Watching her in matches and practice, I can see that she has a high level of basic technique. As head coach, when I first saw her practise, I was surprised at the quality of each of her shots and the outstanding way she contacts the ball. Her backhand technique, which is especially extraordinary in terms of the level of spin, speed and quick hits, enables her to deliver premium quality shots. She is certainly the world’s top-tier player. She is currently working to swiftly adjust her skills in matches to gain points.
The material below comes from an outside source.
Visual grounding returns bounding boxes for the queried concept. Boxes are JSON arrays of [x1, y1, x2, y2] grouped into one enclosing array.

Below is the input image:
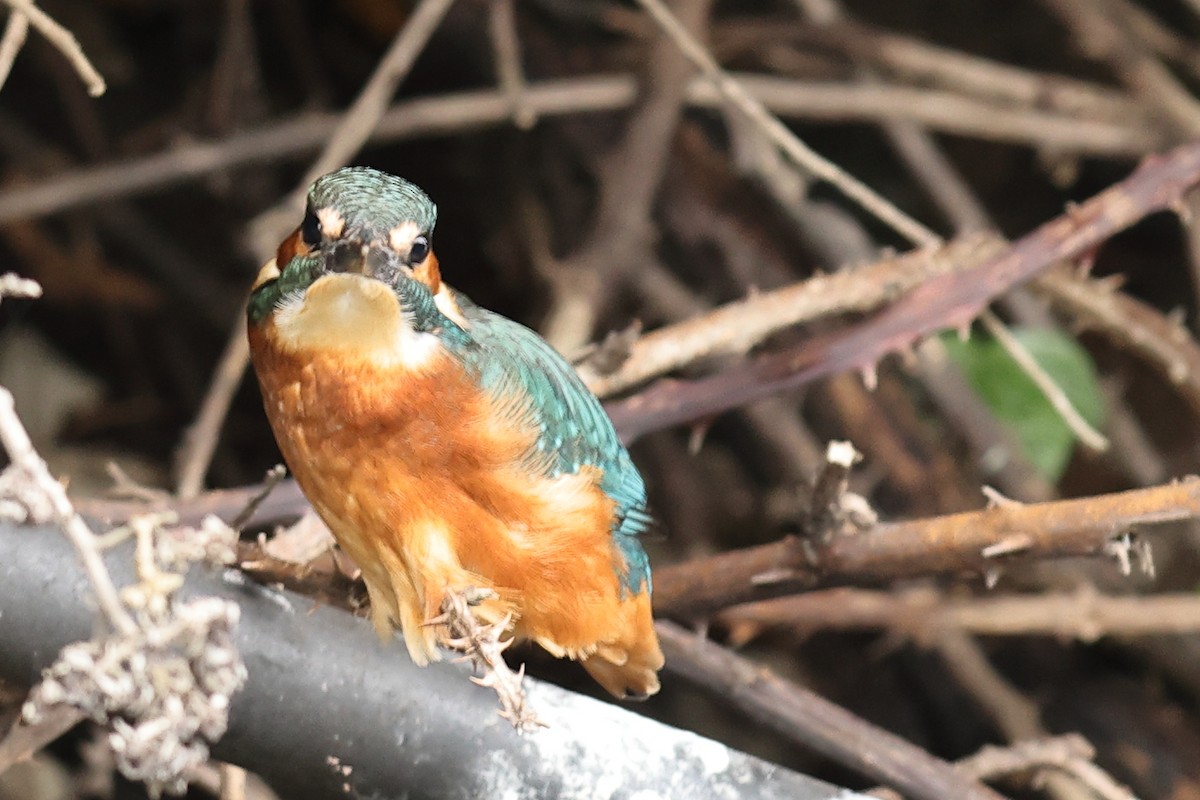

She also made significant progress in the doubles in 2019. With her improved receiving skills and stronger attacks, she overwhelmed the opponent pair at an international competition, producing tangible results. She also has explosive power, as seen at the 2017 ITTF Asian Table Tennis Championships, where she consecutively defeated three top Chinese players (DING Ning, a Rio 2016 gold medallist, ZHU Yuling, and CHEN Meng), as well as at the World Championships in the same year, where she took a bronze medal. We look forward to another display of her explosive power at the Tokyo 2020 Games.
Aiming to get off to a good start to win a medal in all events
How do you plan to take on the Tokyo 2020 Games?
At Tokyo 2020, our goal is to win medals in all events — the singles, mixed doubles and team. No Japanese woman has ever gained a medal in the singles. I truly hope that we can defeat as many Chinese players as we can to fulfill the long-standing dream of Japan’s table tennis community, and win medals.
What will be the key to winning against China?
To conquer China, the key will be to get off to a good start in all matches. We also need to draw up a thorough strategy on tactics and techniques tailored to each opponent based on in-depth analyses. For this, we should strengthen our efforts to deal with issues while also reinforcing our advantages. In the team event, the first doubles match will be the key. If we can win this, we will be able to put pressure on China. The second match will be played between ace players. [Note: The rule is that the second match must be played by the player who did not play in the doubles. The singles player in the second match will therefore play in two singles matches.] If we are one match ahead, the Japan team can take the upper hand in the second match. We hope to maximise the pair’s synergy in doubles, going beyond simply combining the strengths of two singles players. The entire team will join forces and fight in unity to conquer China.